Maybe I brought that upon myself. Maybe I'm too open, too caring, too willing to listen. Maybe I brought it upon myself with the fact that I'm a guy. That might be it.
Even before Kourin died, I felt I wanted to be a woman. I was always stronger than the other boys in our village, and rough-housing was no big excitement, because I always won. What I really wanted to do, was to go over to where my sister and her friends were, and to play dress-up with them. I knew that wasn't right, but I couldn't help it.
When she died, I took that as my excuse for dressing as a woman. As my excuse for falling in love with His Majesty. As my excuse for hating Miaka. But I had no excuse for loving her.
Sometimes, I wake up in the middle of the night, not knowing who I am. I wonder, am I Nuriko? Am I Kourin? Am I Ryuuen? And sometimes, I don't even recognize the name. Joe. Who is Joe?

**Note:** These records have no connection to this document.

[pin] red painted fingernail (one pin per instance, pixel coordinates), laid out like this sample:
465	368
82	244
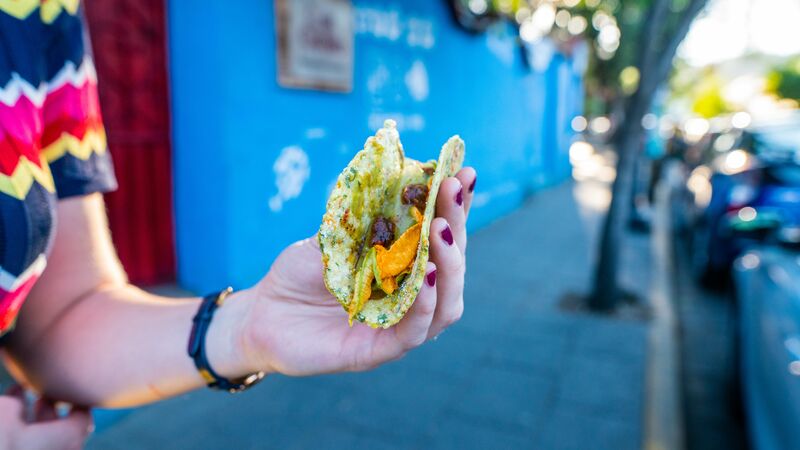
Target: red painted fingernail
431	278
447	235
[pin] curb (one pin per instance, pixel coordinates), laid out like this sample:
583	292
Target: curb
663	409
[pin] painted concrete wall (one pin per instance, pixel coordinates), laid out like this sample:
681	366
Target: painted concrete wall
254	162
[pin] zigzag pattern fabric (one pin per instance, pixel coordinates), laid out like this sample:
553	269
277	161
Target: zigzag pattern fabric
52	141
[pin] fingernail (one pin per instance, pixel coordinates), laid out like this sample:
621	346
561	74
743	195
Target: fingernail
447	235
431	278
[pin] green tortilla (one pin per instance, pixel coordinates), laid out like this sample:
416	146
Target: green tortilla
369	187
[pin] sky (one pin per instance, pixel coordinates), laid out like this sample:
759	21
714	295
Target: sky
730	28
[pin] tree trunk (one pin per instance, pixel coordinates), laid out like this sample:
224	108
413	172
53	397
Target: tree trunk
655	60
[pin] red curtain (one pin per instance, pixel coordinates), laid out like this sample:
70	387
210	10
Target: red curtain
129	43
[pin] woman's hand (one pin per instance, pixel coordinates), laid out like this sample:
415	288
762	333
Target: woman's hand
296	327
45	432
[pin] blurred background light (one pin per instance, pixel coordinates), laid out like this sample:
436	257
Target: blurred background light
695	128
478	6
579	124
580	151
600	125
747	214
649	121
577	25
741	119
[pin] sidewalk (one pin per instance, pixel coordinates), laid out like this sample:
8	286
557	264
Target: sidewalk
516	372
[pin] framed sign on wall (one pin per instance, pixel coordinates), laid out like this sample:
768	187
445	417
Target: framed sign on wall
315	44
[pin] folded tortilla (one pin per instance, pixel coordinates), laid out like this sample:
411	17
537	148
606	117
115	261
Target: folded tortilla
374	235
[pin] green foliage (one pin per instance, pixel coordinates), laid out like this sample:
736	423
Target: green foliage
784	80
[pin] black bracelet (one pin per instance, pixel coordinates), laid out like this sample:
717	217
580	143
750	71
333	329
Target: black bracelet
197	347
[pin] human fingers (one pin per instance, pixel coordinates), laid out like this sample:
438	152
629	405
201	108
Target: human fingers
468	177
450	206
413	329
68	433
450	286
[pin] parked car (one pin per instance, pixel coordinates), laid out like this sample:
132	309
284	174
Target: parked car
741	195
768	289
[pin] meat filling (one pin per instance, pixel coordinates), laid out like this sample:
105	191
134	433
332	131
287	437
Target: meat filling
415	194
382	232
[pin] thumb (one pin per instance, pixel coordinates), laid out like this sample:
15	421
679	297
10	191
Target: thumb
67	433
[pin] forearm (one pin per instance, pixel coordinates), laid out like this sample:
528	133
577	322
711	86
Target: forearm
120	346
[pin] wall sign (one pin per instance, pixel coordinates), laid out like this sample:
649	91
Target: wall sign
315	44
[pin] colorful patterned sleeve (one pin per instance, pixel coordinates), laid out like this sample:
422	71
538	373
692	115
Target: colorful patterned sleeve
73	139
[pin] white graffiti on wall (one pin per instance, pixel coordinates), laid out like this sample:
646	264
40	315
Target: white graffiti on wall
417	81
378	79
391	25
291	173
407	122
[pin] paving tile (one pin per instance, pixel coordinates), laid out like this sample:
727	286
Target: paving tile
511	399
571	430
457	432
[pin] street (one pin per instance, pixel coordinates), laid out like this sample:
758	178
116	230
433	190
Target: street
518	371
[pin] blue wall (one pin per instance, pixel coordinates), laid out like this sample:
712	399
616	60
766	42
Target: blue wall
232	122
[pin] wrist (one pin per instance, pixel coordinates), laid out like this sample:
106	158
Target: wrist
227	345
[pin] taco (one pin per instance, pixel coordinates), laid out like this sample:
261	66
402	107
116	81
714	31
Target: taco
374	234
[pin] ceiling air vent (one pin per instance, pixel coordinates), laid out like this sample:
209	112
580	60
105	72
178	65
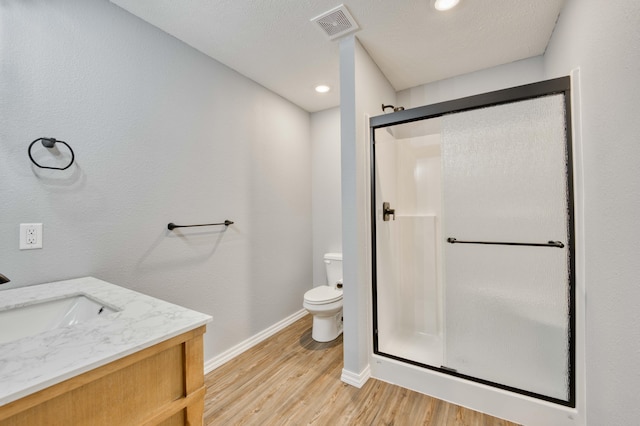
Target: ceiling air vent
336	23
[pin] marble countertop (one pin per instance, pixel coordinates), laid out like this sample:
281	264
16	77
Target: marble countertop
33	363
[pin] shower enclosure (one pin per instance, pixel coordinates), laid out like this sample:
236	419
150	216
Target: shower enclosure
472	229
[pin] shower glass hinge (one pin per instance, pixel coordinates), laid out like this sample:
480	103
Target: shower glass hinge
387	211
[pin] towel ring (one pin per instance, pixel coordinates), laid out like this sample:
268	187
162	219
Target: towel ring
50	143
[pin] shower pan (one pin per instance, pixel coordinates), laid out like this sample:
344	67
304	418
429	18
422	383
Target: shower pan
473	240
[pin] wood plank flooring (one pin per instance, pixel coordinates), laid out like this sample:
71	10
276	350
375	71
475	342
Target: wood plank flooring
289	379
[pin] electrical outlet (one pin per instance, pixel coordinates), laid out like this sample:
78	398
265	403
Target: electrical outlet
30	236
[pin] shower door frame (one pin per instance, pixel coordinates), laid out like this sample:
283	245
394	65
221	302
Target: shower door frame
555	86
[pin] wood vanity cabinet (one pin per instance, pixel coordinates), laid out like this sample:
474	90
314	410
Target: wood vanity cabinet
160	385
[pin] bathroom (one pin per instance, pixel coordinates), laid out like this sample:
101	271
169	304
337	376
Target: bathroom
157	139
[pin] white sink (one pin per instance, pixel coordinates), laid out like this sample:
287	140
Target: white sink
38	317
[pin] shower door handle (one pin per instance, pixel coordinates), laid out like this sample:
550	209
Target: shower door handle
387	211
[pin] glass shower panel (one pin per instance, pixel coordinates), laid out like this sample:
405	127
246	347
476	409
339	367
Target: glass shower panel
505	180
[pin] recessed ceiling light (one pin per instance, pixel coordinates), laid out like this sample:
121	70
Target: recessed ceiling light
445	4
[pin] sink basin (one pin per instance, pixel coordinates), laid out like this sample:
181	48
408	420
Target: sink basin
38	317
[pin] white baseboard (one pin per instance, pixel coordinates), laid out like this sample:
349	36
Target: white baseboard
357	380
233	352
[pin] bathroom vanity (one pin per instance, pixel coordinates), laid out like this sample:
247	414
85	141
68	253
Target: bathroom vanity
138	361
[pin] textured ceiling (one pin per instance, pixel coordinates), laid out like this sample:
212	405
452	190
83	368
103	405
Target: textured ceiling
274	43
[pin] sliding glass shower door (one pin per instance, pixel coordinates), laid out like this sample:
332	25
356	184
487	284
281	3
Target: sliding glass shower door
473	240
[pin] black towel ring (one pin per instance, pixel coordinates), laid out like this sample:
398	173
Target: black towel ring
50	143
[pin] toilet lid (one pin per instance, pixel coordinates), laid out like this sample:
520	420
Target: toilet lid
322	294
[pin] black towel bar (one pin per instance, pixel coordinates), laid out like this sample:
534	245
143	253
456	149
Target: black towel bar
557	244
171	226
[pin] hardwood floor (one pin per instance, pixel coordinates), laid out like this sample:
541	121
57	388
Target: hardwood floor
289	379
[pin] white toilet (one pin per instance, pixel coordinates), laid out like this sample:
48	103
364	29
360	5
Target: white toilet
324	302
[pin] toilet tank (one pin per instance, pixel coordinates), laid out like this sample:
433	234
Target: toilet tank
333	266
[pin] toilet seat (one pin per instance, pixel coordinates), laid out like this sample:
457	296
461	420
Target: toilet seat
322	295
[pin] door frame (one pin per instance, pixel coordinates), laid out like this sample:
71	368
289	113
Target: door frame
560	85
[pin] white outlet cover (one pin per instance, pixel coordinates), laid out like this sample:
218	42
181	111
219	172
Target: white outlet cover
30	232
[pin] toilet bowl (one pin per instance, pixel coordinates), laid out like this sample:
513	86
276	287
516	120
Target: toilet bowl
324	302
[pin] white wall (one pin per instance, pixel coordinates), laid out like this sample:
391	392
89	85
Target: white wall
603	39
325	189
363	89
509	75
162	134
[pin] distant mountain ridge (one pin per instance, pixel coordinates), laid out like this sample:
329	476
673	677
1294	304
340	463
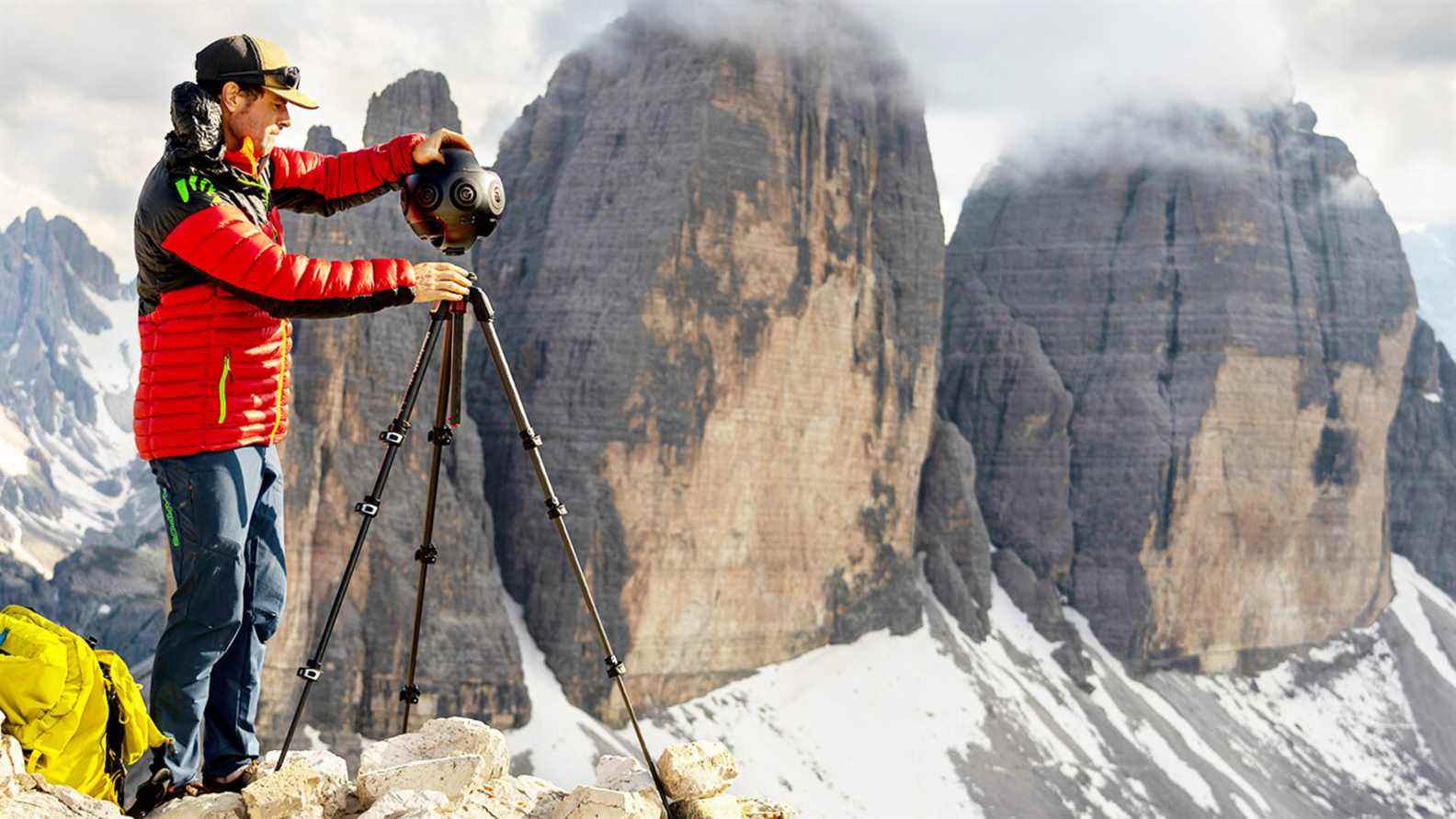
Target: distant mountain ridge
67	461
919	529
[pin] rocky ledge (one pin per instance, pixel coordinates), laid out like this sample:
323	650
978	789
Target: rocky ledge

Eventually, I realize. I am all of them. I am Nuriko, the Suzaku Shichiseishi. I am Chou Kourin, a lady of the court. I am Chou Ryuuen, the strongest little boy in the village. I am Joe, though I also don't know who Joe is.
All I want in this world, all I want in the other world, is to be loved. I have a problem with unrequited love. Hotohori loves Miaka, I've always known that. I can never be what Miaka is to him. And I can never be what Tamahome is to Miaka.
I ocassionally feel bitter because of those two facts. Why is it that Miaka and Tamahome get to live happily ever after, while the rest of us sit of sit of in our little corners, feeling sorry for ourselves, and drowning our sorrows in bottles of sake.
Neither Miaka nor Tamahome ever meant to hurt me. Love just works that way. You love one person, and not another. That's all you can do, is love the people your heart tell you to love. Miaka and Tamahome can't help loving each other. I can't help loving Miaka. I can't help loving Hotohori.
What would my life have been like if I hadn't been chosen to be a Suzaku Shichiseishi. Would I have been as compelled to dress as my sister, and come to the court?
Perhaps Kourin died for a reason. She died, so that I was able to go to court, and meet his majesty, and fulfill my destiny. When I think about it that way, I'm not so proud to be a seishi. It's a difficult choice to make. Would I rather be a seishi, or have my sister? Part of me wonders if there was a way I could have had both. If there was some other way of me somehow meeting Miaka.
They say that you can't have everything. But can't I at least have something?